Des Blättchens 8. Jahrgang (VIII), Berlin, 9. Mai 2005, Heft 10

Herrn Andersens Gefühle

von Renate Hoffmann

Die erste Liebe ereilt jeden. Hans Christian überkam sie während einer Sommerreise, die ihn über Jütland und Fühnen führte. In einer kleineren Stadt auf Fühnen (Faaborg), so erzählt er, habe er ein »reiches Haus« besucht. Und dort sei vor ihm »plötzlich eine neue Welt« aufgegangen, »die so groß war und doch in vier Zeilen … Raum hatte.« Die »neue Welt« hieß Riborg Voigt. Eine Frau mit ebenmäßigen, ein wenig melancholischen Zügen; sehr jung, sehr anziehend – und Schwester eines Studienfreundes von Andersen.
Der »Vierzeilen-Raum« verrät gleich zu Beginn die sanfte Fessel, die ihn umfing: »Zwei braune Augen sah mein Blick, / D’rin lag meine Welt, meine Heimat, mein Glück …« Es lag sozusagen die Erfüllung seiner Dichterseelenwünsche in diesen Augen. Oder doch die Verheißung einer Erfüllung. Hans Christian will und will und will … für Riborg das Verseschreiben aufgeben; weiterhin studieren; Prediger werden. Doch die Schöne will nicht. Gleichwohl schmeichelt ihr sein Werben.
HCA übergeht Riborgs Verlöbnis, das sie an einen jungen Mann bindet und trägt ihr seine ernsthaften Absichten brieflich vor.
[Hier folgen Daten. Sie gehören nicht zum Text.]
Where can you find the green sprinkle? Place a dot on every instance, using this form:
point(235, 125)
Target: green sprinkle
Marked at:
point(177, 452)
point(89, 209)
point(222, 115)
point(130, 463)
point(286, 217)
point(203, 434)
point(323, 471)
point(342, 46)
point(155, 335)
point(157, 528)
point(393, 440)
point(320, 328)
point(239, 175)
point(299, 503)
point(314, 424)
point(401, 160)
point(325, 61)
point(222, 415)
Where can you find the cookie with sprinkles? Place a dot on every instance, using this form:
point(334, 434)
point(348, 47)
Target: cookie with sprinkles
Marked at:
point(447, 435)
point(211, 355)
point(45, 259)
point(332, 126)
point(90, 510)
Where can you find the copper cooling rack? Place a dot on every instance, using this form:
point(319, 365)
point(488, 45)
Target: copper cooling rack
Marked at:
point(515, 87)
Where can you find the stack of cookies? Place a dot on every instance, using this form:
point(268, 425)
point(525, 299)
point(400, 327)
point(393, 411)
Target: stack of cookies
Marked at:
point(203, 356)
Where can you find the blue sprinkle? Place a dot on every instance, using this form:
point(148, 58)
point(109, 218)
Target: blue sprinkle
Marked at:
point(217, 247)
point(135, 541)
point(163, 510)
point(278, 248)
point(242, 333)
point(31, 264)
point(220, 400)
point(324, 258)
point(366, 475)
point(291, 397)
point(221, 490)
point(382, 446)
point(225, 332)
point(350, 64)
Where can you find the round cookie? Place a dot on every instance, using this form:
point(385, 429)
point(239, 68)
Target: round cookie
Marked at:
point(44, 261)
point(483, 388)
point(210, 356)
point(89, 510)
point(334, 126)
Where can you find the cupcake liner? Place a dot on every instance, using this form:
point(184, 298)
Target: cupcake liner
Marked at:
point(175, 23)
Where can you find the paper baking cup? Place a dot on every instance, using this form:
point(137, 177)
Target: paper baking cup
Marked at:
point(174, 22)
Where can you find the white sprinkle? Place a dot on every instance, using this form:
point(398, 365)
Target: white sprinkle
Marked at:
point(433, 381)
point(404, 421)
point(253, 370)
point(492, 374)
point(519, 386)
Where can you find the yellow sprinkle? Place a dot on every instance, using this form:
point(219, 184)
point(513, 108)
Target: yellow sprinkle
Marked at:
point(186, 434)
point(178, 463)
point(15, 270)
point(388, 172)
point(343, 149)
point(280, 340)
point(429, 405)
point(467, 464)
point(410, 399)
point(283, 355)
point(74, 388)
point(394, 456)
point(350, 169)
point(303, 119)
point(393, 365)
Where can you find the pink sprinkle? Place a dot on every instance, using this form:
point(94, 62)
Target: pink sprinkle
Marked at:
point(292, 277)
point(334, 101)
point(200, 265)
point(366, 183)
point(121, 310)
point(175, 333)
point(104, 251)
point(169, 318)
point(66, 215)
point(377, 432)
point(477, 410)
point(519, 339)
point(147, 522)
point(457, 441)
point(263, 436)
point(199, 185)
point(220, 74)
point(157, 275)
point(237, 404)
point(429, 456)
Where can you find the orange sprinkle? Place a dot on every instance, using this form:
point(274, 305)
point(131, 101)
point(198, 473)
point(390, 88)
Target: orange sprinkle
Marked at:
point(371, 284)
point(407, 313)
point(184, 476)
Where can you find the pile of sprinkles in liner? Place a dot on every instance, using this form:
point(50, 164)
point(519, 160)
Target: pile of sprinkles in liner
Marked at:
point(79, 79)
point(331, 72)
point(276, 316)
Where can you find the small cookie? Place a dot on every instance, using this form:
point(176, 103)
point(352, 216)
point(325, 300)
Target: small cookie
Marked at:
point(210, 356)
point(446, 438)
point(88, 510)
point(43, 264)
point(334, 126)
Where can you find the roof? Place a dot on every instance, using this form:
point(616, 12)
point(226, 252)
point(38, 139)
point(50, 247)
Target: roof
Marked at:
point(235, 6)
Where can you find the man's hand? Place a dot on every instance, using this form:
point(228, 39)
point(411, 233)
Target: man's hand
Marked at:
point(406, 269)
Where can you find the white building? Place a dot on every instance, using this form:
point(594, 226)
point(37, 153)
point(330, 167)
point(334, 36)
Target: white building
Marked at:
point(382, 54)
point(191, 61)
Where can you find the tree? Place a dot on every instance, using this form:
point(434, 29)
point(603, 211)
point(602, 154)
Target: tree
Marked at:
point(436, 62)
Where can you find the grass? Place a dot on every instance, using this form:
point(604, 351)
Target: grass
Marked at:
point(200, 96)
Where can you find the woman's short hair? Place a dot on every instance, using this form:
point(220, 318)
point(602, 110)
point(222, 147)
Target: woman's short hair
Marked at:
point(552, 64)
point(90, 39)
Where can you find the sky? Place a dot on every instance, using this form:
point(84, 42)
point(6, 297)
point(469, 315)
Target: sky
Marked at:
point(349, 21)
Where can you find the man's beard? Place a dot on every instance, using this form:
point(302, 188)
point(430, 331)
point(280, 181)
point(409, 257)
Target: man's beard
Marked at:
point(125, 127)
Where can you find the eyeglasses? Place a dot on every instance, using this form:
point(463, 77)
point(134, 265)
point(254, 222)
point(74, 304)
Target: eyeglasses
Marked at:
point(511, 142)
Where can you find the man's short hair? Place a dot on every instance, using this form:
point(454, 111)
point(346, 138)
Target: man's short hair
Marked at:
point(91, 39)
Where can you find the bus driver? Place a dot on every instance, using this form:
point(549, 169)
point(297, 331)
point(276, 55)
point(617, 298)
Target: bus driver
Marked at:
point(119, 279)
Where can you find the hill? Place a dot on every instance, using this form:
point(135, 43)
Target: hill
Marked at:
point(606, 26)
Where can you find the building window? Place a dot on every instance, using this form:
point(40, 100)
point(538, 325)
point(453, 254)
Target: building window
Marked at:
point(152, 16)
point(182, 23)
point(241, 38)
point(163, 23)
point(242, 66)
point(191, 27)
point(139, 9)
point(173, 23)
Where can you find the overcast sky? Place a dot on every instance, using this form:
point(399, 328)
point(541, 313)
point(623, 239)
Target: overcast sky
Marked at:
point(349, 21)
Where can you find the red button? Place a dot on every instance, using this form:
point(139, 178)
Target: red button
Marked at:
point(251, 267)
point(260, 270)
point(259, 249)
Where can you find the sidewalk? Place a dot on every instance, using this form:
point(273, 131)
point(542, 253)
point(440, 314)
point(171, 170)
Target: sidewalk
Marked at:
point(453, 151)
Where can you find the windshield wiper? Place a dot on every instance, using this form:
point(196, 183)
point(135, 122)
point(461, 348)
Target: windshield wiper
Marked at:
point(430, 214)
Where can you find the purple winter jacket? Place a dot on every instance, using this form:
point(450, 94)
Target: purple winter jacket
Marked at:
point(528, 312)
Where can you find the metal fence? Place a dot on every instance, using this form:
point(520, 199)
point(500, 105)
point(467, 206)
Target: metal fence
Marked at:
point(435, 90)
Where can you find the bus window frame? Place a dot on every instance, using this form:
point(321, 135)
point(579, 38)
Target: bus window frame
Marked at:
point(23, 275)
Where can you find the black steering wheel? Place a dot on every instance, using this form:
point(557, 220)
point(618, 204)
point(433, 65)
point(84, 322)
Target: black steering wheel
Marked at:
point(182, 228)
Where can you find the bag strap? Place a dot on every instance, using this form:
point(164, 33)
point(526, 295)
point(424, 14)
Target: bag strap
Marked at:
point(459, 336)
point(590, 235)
Die junge Dame lehnt ab. Zuerst mündlich. Dann übersendet sie ihm ein diesbezügliches Billett. Tragikomische Einlage: Nach des Dichters Ableben fand man Riborgs Nachricht in einem Lederbeutel, den Andersen an einem Schnürchen um den Hals trug. Vorsorglich hatte er jedoch verfügt, daß dieses Blatt ungelesen zu verbrennen sei. Die Frage lautet nun: Obsiegte bei der Nachlaßverwaltung die Pietät oder die Neugier?
Hans Christian traf die Angehimmelte in späteren Jahren wieder und ließ ein wenig Selbstmitleid fließen: »… sie ahnte vielleicht nicht einmal, wie tief mein Gefühl war, welche Einwirkung es auf mich hervorbrachte. Sie wurde eines braven Mannes vortreffliche Frau, eine glückliche Mutter; Gottes Segen über sie!« Der »Gottessegen« für Riborg erweist sich als fadenscheiniger Wunsch. Kurz nachdem er ihr mit Mann und Kindern auf einem Fest begegnet war, schrieb Hans Christian Andersen ein Märchen nieder. Die Liebesleute (Der Kreisel und der Ball). Es endet traurig, verletzt und verletzend. »Der Kreisel redete nie mehr von seiner alten Liebe; die hört auf, wenn die Herzliebste fünf Jahre in einer Rinne gelegen und Wasser gezogen hat, ja, man kennt sie nimmer wieder, wenn man ihr im Mülleimer begegnet.«
Hätte Herr Andersen seiner ersten Liebe noch einen Vierzeilen-Abschluß nachgesandt, so wäre es gewiß ein Klagereim geworden. Und wie es einem Märchenschreiber geziemt, hieße der Finalsatz wohl: Die Geschichte ist aus, / alle geh’n nach Haus’.